On another trip to Lahore I went to meet Wasim Akram in his modern house in a newer part of the city.
I wait in his TV room and see his massive selection of pirated DVDs, from old classic sandal-and-sword epics to the latest action-packed blockbuster featuring biceps and bosoms.
Finally Wasim turns up and apologises for being late. He has been at the gym, and he looks it. The man's in marvellous shape, and so tall you wonder if part of his routine is to be stretched on a rack. He is great company and looks happy and healthy. I am just about to tell him what a role model he is for young people when he pulls out a pack of cigarettes and chain-smokes through the rest of the interview. What a guy.

****

Recently a friend invited me and the kids to meet Shahid Afridi. I had no interest, having learned the hard way to never meet your heroes.

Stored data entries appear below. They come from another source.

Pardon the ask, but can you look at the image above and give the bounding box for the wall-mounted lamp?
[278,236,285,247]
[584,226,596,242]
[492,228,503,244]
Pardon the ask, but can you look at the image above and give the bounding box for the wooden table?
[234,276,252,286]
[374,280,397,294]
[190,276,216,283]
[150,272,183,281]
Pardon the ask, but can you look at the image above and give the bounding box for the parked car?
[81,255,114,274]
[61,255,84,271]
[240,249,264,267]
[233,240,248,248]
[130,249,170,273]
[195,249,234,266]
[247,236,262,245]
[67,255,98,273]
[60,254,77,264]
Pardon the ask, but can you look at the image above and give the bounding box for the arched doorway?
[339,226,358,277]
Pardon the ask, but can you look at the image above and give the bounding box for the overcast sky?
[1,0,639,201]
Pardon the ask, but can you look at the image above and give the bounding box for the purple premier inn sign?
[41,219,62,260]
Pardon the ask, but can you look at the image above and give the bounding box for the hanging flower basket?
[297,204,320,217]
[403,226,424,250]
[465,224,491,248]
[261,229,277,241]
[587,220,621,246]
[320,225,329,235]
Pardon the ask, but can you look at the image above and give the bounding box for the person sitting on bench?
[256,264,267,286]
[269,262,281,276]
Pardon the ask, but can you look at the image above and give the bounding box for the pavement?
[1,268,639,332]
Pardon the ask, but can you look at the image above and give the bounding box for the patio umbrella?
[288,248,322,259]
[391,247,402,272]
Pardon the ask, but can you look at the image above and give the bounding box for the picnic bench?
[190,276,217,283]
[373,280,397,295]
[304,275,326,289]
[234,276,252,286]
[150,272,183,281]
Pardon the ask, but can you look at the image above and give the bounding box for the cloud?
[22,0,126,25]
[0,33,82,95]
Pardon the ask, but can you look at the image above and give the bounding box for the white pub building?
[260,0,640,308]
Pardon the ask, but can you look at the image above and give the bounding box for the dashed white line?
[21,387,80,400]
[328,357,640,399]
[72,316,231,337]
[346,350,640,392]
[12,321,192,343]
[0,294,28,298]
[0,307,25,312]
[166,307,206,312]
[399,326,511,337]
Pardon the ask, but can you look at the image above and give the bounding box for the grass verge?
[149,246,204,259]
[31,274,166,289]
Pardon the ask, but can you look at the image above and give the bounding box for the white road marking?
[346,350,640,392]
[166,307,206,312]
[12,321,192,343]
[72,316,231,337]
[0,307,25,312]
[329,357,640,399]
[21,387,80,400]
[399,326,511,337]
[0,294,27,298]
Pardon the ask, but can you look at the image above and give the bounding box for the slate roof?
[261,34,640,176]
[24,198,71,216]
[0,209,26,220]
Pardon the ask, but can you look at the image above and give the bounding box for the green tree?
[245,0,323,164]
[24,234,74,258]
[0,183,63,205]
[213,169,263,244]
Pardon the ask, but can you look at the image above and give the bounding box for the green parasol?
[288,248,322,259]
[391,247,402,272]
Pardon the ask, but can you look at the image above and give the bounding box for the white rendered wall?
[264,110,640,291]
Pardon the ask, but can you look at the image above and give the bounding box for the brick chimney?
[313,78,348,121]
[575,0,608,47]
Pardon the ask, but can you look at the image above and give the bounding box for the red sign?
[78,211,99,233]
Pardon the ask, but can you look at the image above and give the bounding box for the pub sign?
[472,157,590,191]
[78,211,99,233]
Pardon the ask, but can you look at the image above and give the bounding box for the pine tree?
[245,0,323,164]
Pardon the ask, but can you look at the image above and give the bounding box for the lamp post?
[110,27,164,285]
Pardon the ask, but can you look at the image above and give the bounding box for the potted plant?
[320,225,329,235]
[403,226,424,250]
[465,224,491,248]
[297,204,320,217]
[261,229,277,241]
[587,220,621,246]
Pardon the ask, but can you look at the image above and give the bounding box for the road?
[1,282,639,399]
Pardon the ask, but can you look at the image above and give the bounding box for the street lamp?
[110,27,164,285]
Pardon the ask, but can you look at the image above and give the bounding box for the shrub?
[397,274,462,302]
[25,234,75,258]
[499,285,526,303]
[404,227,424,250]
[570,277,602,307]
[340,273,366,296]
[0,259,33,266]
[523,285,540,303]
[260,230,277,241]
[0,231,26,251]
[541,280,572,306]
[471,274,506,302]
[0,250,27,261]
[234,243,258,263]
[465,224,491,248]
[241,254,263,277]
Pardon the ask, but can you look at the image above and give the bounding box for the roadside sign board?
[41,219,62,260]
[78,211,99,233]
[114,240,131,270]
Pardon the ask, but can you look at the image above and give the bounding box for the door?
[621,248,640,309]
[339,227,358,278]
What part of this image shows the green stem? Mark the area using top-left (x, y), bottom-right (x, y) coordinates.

But kids seem to love Afridi more than anyone, proving once again that despite his multiple instances of mature match-winning performances, his finely tuned bowling brain, and his wonderful work for good causes such as polio eradication, Afridi is, essentially, a cartoon character.
He now lives in a cantonment. These are places where South Asians who have earned money, fame and battle scars go to live in peace and quiet. They are usually just out of town and also usually very large. They have to be large because they often house several tanks from old wars. (It is irrelevant whether the wars were won or lost). This cantonment is not only large but also a labyrinth. I think they make it so hard to find anything for security reasons.
It takes us an hour to reach the cantonment. Once inside, we search in vain for another hour. The kids haven't been told the truth. We somehow convinced them we were going to the zoo to see a "special creature". Is it a lion? "Sometimes, especially against India." Is it a cheetah? "Apparently it was just as fast when on the hunt in its younger days." Is it a bear? "No, it keeps its body hair handsomely trimmed."
The kids by this point have given up. "Are we there yet?" has become "Zoos are cruel places, anyway, and by visiting one we give our tacit, if not active, consent to enslavement. Can we go home now?" Finally, we arrive and meet Afridi briefly. He poses for a photo with the kids before going off to pray, as he is in full Ramzan mode.
On the way back the kids are delighted and know that other kids might come back from their summer holidays saying, "We went to London and saw the Queen's house" or "We went to Thailand and had pretend-wars with pineapples as grenades while mommy read Fifty Shades of Grey and daddy went for massages", but our kids would trump them all with a simple "We shook the hand of Shahid Afridi."
Actually, the youngest kid is not happy at all. What's wrong? "I wanted to see a zoo." He was a quick learner: never meet your heroes. What a guy.